By BRADLEY R. SCHILLER
President Barack Obama has turned fearmongering into an art form. He has 
repeatedly raised the specter of another Great Depression. First, he did so to 
win votes in the November election. He has done so again recently to sway 
congressional votes for his stimulus package.

 AP
In his remarks, every gloomy statistic on the economy becomes a harbinger of 
doom. As he tells it, today's economy is the worst since the Great Depression. 
Without his Recovery and Reinvestment Act, he says, the economy will fall back 
into that abyss and may never recover.

This fearmongering may be good politics, but it is bad history and bad 
economics.

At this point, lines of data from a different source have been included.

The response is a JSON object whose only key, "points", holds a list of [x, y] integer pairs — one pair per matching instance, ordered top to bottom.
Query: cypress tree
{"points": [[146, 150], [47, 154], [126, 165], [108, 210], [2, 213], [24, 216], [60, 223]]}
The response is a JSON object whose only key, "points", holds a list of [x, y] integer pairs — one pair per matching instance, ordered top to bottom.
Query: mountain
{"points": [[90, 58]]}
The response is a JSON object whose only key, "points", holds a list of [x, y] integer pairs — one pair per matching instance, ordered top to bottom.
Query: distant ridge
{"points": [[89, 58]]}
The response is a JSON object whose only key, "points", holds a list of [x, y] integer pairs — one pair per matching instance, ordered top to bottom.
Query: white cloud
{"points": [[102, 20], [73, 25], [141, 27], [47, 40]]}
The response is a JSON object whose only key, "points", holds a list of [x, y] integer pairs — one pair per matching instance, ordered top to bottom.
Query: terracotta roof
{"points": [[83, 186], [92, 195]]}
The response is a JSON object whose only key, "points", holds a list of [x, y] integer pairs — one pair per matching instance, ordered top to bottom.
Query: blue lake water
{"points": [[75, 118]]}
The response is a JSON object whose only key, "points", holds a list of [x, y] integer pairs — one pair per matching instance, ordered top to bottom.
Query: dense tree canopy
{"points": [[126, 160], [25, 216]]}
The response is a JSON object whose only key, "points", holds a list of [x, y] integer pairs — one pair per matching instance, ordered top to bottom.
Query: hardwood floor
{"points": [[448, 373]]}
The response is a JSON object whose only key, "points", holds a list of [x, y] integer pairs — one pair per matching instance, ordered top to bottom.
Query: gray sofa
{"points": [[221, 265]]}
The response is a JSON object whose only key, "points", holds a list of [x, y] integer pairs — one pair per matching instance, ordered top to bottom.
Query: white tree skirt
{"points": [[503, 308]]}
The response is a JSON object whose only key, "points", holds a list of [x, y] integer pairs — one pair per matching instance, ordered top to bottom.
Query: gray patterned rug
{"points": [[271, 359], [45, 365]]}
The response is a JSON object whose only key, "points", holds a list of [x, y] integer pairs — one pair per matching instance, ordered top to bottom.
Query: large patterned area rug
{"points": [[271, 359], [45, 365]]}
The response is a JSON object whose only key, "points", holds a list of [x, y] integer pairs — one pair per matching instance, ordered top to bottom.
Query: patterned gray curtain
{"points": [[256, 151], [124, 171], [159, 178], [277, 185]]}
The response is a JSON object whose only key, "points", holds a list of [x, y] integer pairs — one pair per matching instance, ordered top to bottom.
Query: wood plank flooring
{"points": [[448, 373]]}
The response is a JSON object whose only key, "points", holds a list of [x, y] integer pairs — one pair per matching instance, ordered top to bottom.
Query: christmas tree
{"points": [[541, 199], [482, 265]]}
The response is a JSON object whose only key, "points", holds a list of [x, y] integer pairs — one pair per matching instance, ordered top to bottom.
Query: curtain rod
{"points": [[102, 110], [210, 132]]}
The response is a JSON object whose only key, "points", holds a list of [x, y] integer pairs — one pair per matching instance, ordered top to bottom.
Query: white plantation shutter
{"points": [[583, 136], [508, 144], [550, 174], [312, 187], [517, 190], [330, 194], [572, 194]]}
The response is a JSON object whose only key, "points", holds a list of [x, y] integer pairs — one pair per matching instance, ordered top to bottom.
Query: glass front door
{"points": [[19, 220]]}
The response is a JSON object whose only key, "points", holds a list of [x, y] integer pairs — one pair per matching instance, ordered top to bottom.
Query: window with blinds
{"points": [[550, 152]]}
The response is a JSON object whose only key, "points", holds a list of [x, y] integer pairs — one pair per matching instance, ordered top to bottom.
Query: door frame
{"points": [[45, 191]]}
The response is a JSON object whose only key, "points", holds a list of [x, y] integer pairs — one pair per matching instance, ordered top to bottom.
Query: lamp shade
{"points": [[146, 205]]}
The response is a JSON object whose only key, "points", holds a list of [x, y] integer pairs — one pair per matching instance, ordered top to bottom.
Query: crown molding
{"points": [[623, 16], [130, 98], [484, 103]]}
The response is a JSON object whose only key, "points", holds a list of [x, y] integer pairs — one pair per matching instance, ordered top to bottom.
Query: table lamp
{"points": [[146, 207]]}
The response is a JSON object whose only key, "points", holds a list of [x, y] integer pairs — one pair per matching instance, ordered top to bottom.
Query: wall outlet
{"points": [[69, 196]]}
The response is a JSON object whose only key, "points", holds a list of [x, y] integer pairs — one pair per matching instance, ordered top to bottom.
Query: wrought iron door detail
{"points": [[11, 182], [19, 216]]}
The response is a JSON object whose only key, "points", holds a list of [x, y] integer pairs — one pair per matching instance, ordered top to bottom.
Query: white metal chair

It is bad history because our current economic woes don't come close 
to those of the 1930s. At worst, a comparison to the 1981-82 recession might be 
appropriate. Consider the job losses that Mr. Obama always cites. In the last 
year, the U.S. economy shed 3.4 million jobs. That's a grim statistic for sure, 
but represents just 2.2% of the labor force. From November 1981 to October 
1982, 2.4 million jobs were lost -- fewer in number than today, but the labor 
force was smaller. So 1981-82 job losses totaled 2.2% of the labor force, the 
same as now.

Job losses in the Great Depression were of an entirely different magnitude. In 
1930, the economy shed 4.8% of the labor force. In 1931, 6.5%. And then in 
1932, another 7.1%. Jobs were being lost at double or triple the rate of 
2008-09 or 1981-82.

This was reflected in unemployment rates. The latest survey pegs U.S. 
unemployment at 7.6%. That's more than three percentage points below the 1982 
peak (10.8%) and not even a third of the peak in 1932 (25.2%). You simply can't 
equate 7.6% unemployment with the Great Depression.

Other economic statistics also dispel any analogy between today's economic woes 
and the Great Depression. Real gross domestic product (GDP) rose in 2008, 
despite a bad fourth quarter. The Congressional Budget Office projects a GDP 
decline of 2% in 2009. That's comparable to 1982, when GDP contracted by 1.9%. 
It is nothing like 1930, when GDP fell by 9%, or 1931, when GDP contracted by 
another 8%, or 1932, when it fell yet another 13%.

Auto production last year declined by roughly 25%. That looks good compared to 
1932, when production shriveled by 90%. The failure of a couple of dozen banks 
in 2008 just doesn't compare to over 10,000 bank failures in 1933, or even the 
3,000-plus bank (Savings & Loan) failures in 1987-88. Stockholders can take 
some solace from the fact that the recent stock market debacle doesn't come 
close to the 90% devaluation of the early 1930s.

Mr. Obama's analogies to the Great Depression are not only historically 
inaccurate, they're also dangerous. Repeated warnings from the White House 
about a coming economic apocalypse aren't likely to raise consumer and investor 
expectations for the future. In fact, they have contributed to the continuing 
decline in consumer confidence that is restraining a spending pickup. Beyond 
that, fearmongering can trigger a political stampede to embrace a "recovery" 
package that delivers a lot less than it promises. A more cool-headed 
assessment of the economy's woes might produce better policies.

Mr. Schiller, an economics professor at the University of Nevada, Reno, is the 
author of "The Economy Today" (McGraw-Hill, 2007).